Feeding Goldfish In Winter

Should you feed goldfish in the winter or not?

Goldfish not feeding is likely due to water quality issues. Via Jay King/Flickr


I have heard some conflicting information with feeding goldfish during the winter. Do you feed them or don’t you?

Also, my pond is about 10 inches to a foot deep. It does not freeze much here, but should I move my fish to my other pond, which is just a little bit deeper?


It’s not surprising that you have heard many different things about the advisability of feeding goldfish kept outside during the winter months. If you talk to hobbyists from Louisiana they may tell you how their fish devour food all year round, and may be especially hungry between November and March.

A novice pondkeeper in your own area may confidently state that he or she has never had any problem feeding goldfish during winter. Conversely, if you talk to hobbyists from Wisconsin you will hear about how any feeding after October leads to a pond of dead goldfish. If you feed your pond fish after the weather starts to turn colder, they will caution, you will kill your goldfish.

These are not conflicting stories, nor do they imply conflicting advice. All advice about pondkeeping must be evaluated in context. In this instance the critical context is climate: In terms of pondkeeping, what is meant by winter? Winter means different things in different geographic areas.

Winter in Hawaii means a drop in average daily temperatures from 85 degrees Fahrenheit (summer) to 72 degrees (winter). In Maine, winter means a drop in average daily temperatures from 75 to 25 degrees. In any given area some winters will be milder than others, so “winter” is a relative concept when measured in terms of temperatures.

From the perspective of the fish, the single most important consideration is whether feeding is safe or dangerous. It’s not the season per se, but the average ambient water temperature that matters. The rate of digestion, as well as other metabolic processes, in fish is set by the body temperature. In turn, a fish’s body temperature is set by the water temperature.

Keep in mind that fish do not generate their own body heat by burning calories as mammals do. They depend on water temperature and solar radiation for heating (or cooling). Fish move within waters of different temperature and areas of differing solar illumination to adjust their body temperatures — this is known as thermal regulation. Fish in a pond have very limited opportunities for thermal adjustment.

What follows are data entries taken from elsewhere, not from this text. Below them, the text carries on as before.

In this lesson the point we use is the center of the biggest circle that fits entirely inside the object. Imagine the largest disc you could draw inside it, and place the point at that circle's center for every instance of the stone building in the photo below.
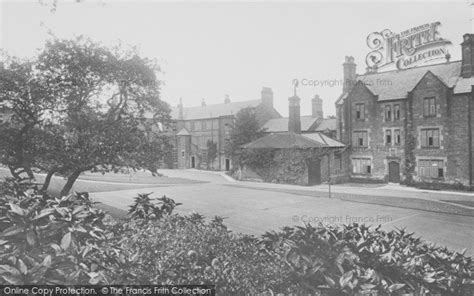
(194, 127)
(293, 156)
(410, 126)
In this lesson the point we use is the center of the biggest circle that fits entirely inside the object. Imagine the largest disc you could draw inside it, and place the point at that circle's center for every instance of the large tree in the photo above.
(105, 115)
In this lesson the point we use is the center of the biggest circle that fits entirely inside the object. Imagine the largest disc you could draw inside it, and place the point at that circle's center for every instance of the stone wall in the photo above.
(290, 166)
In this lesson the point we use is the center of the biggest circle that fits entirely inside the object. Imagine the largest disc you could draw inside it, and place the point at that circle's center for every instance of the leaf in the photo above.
(31, 238)
(330, 281)
(345, 278)
(47, 261)
(66, 241)
(11, 231)
(43, 213)
(395, 287)
(56, 248)
(367, 286)
(16, 209)
(9, 270)
(12, 280)
(22, 266)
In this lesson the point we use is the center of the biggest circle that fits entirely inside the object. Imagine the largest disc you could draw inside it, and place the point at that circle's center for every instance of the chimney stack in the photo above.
(467, 64)
(349, 74)
(317, 107)
(227, 99)
(294, 121)
(267, 97)
(180, 107)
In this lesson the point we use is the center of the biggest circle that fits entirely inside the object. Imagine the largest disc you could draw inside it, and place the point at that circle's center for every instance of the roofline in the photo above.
(200, 106)
(396, 70)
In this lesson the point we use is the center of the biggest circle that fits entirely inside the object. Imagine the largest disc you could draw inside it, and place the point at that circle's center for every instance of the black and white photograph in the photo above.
(225, 147)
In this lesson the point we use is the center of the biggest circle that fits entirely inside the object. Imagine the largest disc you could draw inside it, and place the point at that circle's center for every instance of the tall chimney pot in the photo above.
(349, 68)
(294, 121)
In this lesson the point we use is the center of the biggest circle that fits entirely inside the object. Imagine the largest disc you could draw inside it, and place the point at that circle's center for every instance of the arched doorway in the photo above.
(314, 172)
(394, 172)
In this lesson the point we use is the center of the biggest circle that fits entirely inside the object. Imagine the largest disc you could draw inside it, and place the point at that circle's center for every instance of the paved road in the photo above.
(255, 211)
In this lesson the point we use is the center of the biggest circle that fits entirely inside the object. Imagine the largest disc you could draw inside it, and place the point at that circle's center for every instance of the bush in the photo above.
(358, 260)
(68, 241)
(48, 241)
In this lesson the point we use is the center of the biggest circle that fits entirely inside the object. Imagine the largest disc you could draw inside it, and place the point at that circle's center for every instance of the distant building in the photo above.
(193, 127)
(300, 155)
(5, 114)
(413, 125)
(314, 123)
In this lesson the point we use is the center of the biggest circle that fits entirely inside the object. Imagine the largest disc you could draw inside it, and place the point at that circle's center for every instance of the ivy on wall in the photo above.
(288, 166)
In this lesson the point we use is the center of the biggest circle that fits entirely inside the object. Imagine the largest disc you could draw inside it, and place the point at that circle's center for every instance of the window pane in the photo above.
(423, 138)
(436, 137)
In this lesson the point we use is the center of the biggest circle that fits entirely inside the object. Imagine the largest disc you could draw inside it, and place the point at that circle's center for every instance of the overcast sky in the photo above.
(209, 49)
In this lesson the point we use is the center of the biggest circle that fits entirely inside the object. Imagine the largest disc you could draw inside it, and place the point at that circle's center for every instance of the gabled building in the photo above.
(413, 125)
(314, 123)
(194, 127)
(299, 155)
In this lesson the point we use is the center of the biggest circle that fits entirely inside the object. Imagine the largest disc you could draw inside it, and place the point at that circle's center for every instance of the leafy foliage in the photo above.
(146, 209)
(67, 241)
(358, 260)
(80, 106)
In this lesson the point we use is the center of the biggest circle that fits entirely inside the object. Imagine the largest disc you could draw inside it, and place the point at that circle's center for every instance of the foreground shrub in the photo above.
(68, 241)
(358, 260)
(48, 240)
(186, 249)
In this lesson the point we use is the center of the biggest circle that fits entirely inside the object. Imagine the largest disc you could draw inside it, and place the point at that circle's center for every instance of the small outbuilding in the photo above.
(291, 157)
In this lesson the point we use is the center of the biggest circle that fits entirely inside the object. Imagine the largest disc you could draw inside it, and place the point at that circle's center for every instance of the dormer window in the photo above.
(429, 107)
(360, 111)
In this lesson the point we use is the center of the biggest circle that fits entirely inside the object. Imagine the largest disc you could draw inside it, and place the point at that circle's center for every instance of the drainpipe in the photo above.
(469, 118)
(329, 172)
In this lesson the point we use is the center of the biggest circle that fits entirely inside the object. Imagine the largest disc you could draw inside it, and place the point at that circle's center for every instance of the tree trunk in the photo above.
(47, 181)
(70, 181)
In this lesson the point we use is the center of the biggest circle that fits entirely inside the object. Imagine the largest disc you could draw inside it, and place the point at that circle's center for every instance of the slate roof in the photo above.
(292, 141)
(327, 124)
(278, 125)
(213, 111)
(321, 138)
(396, 84)
(183, 132)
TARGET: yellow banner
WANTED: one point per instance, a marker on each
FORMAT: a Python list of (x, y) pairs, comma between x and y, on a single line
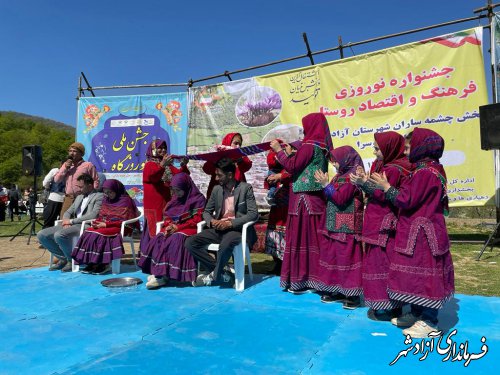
[(437, 83)]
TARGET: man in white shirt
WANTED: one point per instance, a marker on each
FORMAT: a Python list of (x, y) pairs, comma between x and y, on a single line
[(55, 200), (59, 239)]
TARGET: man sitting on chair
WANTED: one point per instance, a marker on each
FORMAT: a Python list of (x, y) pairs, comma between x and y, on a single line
[(59, 239), (230, 205)]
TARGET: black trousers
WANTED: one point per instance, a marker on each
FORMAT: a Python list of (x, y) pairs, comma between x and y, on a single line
[(14, 209), (227, 240), (51, 212)]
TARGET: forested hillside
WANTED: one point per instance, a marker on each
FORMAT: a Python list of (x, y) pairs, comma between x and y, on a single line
[(18, 130)]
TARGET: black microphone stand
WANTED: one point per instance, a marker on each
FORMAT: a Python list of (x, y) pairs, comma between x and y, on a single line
[(33, 218)]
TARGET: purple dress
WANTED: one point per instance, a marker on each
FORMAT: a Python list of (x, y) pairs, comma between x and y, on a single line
[(342, 253), (306, 214), (421, 271), (165, 254), (341, 258), (103, 245), (379, 230)]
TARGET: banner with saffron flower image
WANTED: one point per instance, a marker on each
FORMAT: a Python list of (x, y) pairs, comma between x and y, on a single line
[(116, 131)]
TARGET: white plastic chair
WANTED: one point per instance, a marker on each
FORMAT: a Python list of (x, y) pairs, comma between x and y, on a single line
[(241, 253), (74, 267), (116, 263)]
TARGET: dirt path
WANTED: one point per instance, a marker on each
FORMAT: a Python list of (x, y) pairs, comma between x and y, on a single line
[(18, 255)]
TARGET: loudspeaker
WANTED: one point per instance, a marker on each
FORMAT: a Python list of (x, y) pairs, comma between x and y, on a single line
[(489, 122), (32, 160)]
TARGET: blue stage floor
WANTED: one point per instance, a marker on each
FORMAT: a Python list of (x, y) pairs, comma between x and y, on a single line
[(54, 323)]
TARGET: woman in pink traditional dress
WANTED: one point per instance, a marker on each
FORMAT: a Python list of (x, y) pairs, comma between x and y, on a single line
[(156, 176), (379, 225), (102, 243), (243, 164), (421, 271), (306, 209), (166, 258), (341, 259), (280, 179)]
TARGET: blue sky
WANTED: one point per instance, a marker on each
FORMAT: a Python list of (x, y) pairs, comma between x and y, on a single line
[(45, 44)]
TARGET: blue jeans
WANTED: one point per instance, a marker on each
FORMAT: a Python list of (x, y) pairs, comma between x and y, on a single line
[(427, 314), (59, 240)]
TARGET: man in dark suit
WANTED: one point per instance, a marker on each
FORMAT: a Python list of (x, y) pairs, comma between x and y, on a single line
[(231, 205), (59, 239)]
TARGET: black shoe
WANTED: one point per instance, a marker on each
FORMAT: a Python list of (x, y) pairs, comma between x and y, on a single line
[(351, 303), (379, 315), (228, 277), (59, 265), (67, 267), (89, 269), (301, 291), (101, 269), (330, 298)]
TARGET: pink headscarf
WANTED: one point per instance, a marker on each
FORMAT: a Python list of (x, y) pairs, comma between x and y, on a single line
[(348, 159), (392, 146), (316, 131), (182, 207), (151, 154)]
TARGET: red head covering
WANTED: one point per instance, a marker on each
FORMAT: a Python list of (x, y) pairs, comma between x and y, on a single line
[(183, 207), (228, 138), (151, 153), (427, 147), (316, 131), (425, 144), (121, 208), (348, 159), (392, 146)]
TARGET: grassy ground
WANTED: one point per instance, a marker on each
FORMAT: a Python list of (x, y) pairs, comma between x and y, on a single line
[(472, 277)]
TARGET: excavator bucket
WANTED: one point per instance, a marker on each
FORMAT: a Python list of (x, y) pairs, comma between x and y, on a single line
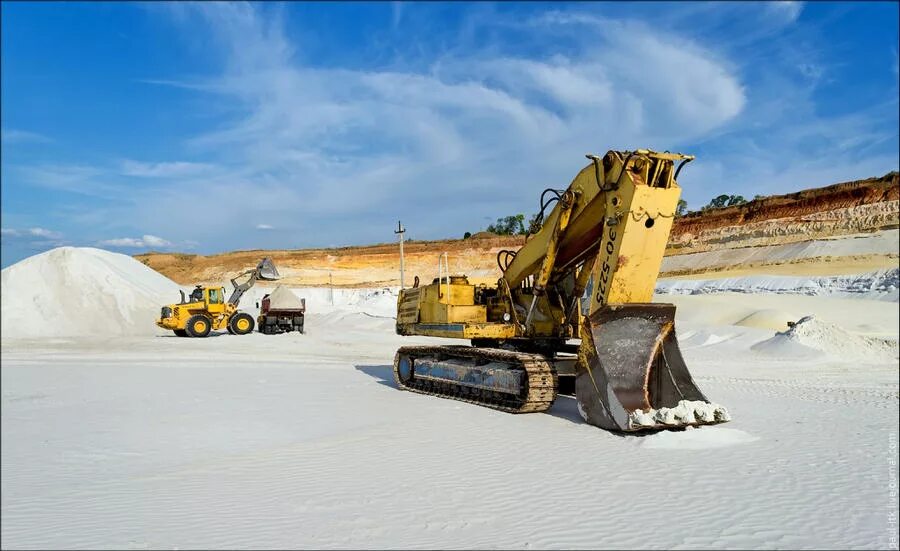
[(631, 375), (267, 271)]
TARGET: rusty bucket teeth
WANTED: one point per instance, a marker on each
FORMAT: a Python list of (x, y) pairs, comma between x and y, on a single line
[(631, 375)]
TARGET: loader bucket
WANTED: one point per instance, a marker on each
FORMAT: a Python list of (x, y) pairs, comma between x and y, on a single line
[(631, 375), (267, 271)]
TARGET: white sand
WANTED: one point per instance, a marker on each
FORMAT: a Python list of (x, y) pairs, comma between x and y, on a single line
[(72, 291), (876, 285), (883, 242), (810, 333), (283, 298), (301, 440)]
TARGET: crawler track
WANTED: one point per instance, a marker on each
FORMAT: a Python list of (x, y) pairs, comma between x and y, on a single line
[(539, 390)]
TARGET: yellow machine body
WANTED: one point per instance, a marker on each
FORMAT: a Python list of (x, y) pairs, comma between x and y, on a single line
[(607, 233), (212, 304), (207, 309)]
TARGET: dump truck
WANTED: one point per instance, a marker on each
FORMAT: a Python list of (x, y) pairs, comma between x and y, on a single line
[(281, 312), (533, 339), (206, 308)]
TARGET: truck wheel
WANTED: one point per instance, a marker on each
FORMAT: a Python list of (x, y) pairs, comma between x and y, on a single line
[(241, 323), (198, 325)]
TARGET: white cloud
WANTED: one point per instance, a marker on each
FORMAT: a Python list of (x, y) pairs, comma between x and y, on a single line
[(177, 169), (11, 136), (316, 145), (136, 242), (31, 233), (784, 11)]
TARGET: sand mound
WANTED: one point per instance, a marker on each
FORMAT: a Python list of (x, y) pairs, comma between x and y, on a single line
[(284, 299), (823, 337), (768, 318), (80, 291)]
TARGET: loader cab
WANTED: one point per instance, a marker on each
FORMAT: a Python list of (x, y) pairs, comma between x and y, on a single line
[(213, 298)]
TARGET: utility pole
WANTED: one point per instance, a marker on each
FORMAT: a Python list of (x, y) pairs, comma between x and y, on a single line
[(400, 231)]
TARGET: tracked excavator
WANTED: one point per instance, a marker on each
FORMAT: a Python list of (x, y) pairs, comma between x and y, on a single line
[(206, 308), (606, 233)]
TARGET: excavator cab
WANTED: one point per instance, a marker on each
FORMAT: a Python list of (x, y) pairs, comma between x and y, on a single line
[(607, 232)]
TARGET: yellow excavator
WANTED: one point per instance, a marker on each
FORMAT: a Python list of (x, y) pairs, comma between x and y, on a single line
[(206, 308), (606, 233)]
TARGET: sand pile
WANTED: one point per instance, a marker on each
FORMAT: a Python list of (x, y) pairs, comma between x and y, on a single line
[(817, 337), (282, 298), (80, 291)]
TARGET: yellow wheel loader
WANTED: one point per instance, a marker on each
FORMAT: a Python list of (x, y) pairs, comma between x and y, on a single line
[(206, 308), (532, 335)]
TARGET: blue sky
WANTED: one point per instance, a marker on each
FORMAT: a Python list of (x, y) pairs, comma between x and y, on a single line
[(213, 127)]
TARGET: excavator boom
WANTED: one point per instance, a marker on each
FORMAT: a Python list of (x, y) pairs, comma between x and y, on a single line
[(607, 231)]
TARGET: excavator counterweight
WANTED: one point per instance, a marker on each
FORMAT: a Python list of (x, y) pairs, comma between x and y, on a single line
[(605, 236)]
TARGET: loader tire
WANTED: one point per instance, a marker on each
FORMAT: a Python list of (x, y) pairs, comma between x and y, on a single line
[(198, 325), (241, 323)]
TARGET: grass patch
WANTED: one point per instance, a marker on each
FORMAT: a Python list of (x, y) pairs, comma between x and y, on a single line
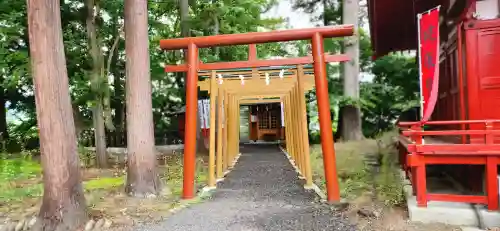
[(21, 190), (356, 177)]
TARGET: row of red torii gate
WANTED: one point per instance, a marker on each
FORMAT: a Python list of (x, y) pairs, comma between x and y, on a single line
[(232, 84)]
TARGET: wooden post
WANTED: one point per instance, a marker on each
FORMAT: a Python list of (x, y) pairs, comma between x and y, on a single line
[(288, 136), (238, 110), (211, 155), (298, 145), (305, 135), (220, 131), (190, 129), (491, 172), (325, 122), (226, 125), (290, 141)]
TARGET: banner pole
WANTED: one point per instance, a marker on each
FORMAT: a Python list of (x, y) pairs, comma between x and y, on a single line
[(419, 17)]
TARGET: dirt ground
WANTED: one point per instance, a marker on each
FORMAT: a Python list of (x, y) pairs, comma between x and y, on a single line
[(372, 216)]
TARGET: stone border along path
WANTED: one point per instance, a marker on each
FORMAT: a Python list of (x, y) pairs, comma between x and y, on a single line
[(262, 192)]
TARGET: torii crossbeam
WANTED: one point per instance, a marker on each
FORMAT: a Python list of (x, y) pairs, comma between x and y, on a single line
[(318, 59)]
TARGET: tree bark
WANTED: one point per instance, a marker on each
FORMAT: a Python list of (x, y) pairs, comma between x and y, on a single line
[(63, 206), (351, 127), (142, 177), (4, 133), (98, 109)]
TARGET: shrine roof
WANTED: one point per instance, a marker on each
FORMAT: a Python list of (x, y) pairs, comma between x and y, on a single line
[(393, 23)]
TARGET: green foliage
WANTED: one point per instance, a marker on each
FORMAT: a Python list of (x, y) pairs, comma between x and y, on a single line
[(394, 89), (356, 177)]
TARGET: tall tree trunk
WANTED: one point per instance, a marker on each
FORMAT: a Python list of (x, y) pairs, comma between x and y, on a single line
[(115, 68), (119, 107), (142, 177), (185, 32), (351, 127), (4, 133), (63, 206), (96, 82)]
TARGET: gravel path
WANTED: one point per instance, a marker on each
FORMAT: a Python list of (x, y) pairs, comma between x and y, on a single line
[(261, 193)]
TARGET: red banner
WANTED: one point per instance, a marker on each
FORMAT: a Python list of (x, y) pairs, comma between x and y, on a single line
[(428, 38)]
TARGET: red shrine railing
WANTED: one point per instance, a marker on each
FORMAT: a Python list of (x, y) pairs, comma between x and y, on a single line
[(415, 153)]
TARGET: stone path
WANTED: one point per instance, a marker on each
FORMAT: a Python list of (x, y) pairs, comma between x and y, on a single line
[(262, 192)]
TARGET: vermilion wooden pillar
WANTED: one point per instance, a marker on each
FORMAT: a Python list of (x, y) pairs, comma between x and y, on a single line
[(190, 127), (325, 122)]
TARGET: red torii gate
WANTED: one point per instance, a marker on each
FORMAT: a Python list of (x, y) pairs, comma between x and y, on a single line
[(319, 59)]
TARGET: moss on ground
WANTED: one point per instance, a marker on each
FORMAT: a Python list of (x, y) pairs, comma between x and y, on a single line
[(355, 176), (21, 190)]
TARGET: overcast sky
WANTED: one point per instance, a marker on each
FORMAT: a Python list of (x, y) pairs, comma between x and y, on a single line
[(297, 18)]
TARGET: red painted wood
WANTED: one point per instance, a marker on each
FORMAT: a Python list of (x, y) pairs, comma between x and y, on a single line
[(256, 63), (257, 37), (457, 198), (190, 127)]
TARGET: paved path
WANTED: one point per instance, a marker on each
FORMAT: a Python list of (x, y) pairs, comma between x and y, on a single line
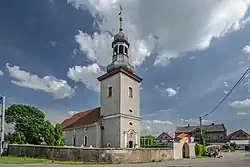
[(236, 159)]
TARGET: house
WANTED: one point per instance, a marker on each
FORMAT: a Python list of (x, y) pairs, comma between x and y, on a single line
[(116, 123), (164, 138), (213, 133), (240, 138)]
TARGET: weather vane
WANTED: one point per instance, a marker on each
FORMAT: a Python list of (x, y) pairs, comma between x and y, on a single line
[(120, 14)]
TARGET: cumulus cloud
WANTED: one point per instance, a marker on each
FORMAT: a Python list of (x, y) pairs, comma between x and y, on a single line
[(174, 28), (171, 92), (50, 84), (1, 73), (73, 112), (246, 49), (87, 75), (241, 104), (194, 121), (242, 113)]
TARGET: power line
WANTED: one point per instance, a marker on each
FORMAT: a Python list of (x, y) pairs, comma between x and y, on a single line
[(229, 93), (225, 98)]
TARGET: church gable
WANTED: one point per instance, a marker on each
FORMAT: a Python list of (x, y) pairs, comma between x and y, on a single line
[(83, 118)]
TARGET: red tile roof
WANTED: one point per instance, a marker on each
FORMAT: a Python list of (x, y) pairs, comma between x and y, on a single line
[(82, 118)]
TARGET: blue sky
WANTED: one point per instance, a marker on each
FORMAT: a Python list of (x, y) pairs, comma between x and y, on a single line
[(51, 52)]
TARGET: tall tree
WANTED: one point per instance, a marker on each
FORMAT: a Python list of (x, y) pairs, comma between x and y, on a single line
[(59, 139), (16, 138), (29, 121)]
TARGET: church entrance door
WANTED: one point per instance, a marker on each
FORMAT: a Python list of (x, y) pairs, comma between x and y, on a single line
[(130, 144)]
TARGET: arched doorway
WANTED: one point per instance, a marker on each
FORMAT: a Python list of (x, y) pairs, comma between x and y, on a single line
[(185, 151), (130, 144)]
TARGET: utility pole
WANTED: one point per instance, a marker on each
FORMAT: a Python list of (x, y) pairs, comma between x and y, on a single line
[(200, 128), (2, 102)]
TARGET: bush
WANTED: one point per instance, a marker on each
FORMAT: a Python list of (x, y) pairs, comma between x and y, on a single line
[(225, 147), (199, 149)]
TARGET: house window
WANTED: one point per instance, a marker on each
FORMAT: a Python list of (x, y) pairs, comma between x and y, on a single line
[(130, 92), (115, 50), (74, 141), (85, 141), (120, 49), (109, 145), (126, 50), (109, 91)]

At some point, depending on the species of fish, the water temperature can get so low that the many mechanical and biochemical functions that make up the process we call digestion effectively stop. The ingested food becomes stuck in the fish. This is known as gut stasis. Extended periods of gut stasis are associated with severe internal bacterial infections in goldfish and koi (as well as certain captive-raised game and food fish).

But even before the point of reaching gut stasis the amount of time that food stays in the digestive tract may be long enough to threaten disease. Food that might pass though a fish in a few hours at 75 degrees may take a week or more at 55 degrees. Many bacteria thrive in this situation and quickly overcome the fish’s immune system defenses (which are also barely working at low temperatures).

Temporary temperature fluctuations – such as a several days of cold weather in the late spring — do not pose a threat to pond fish. But the sustained low temperatures the come with the winter season are a real danger.

Therefore, the general advice to stop feeding pond fish when ambient water temperatures drop into the low 50s is quite sound. This is a problem of relative risk. Feeding at 51 degrees is riskier than at 57 degrees. There is no precise cutoff temperature.

Won’t the fish starve if you stop feeding them? Not at all. Remember, their entire metabolism slows to a crawl when the ambient temperature drops into the low 50s. Fish need very little energy (calories) at that point.

Regarding pond depth, I find that a foot of depth is just too dangerous. Neighborhood cats, large birds, raccoons, foxes, coyotes and so on can easily fish out a shallow pond.

Should you get a rare hard freeze in your area for a few days, an ice cover could form on the pond. The 10 inches or so below the ice would not give the fish a wide margin of safety in terms of water temperature or available dissolved oxygen.

Then, too, shallow ponds are great solar collectors, and, lacking proper shading, you could find your fish boiled to death one fine summer day. Deeper ponds provide some protection against extreme high temperatures caused by solar illumination.

For these and a host of other pond management reasons, I suggest you drop the depth at least another 6 inches — to 18 inches — in half the pond. And a 24-inch depth would be even better.

Now, I recognize that many prefab pond forms have a maximum depth of 10 inches to a foot. These are fine for water gardens — that is, miniature pools for growing aquatic plants, providing water for birds or bringing a water feature into the landscape. Putting a goldfish or two in for aesthetic reasons can be fun. These pools are really ideal for first-time pond hobbyists who are not yet certain whether the purpose of the “pond” will be plants or fish.

But these shallow pools are not for serious fishkeeping, and they are certainly not appropriate for keeping high quality (read expensive) goldfish or koi. Should you find your pond interests moving toward breeding fish, then it will be time to rebuild the pond to match that goal.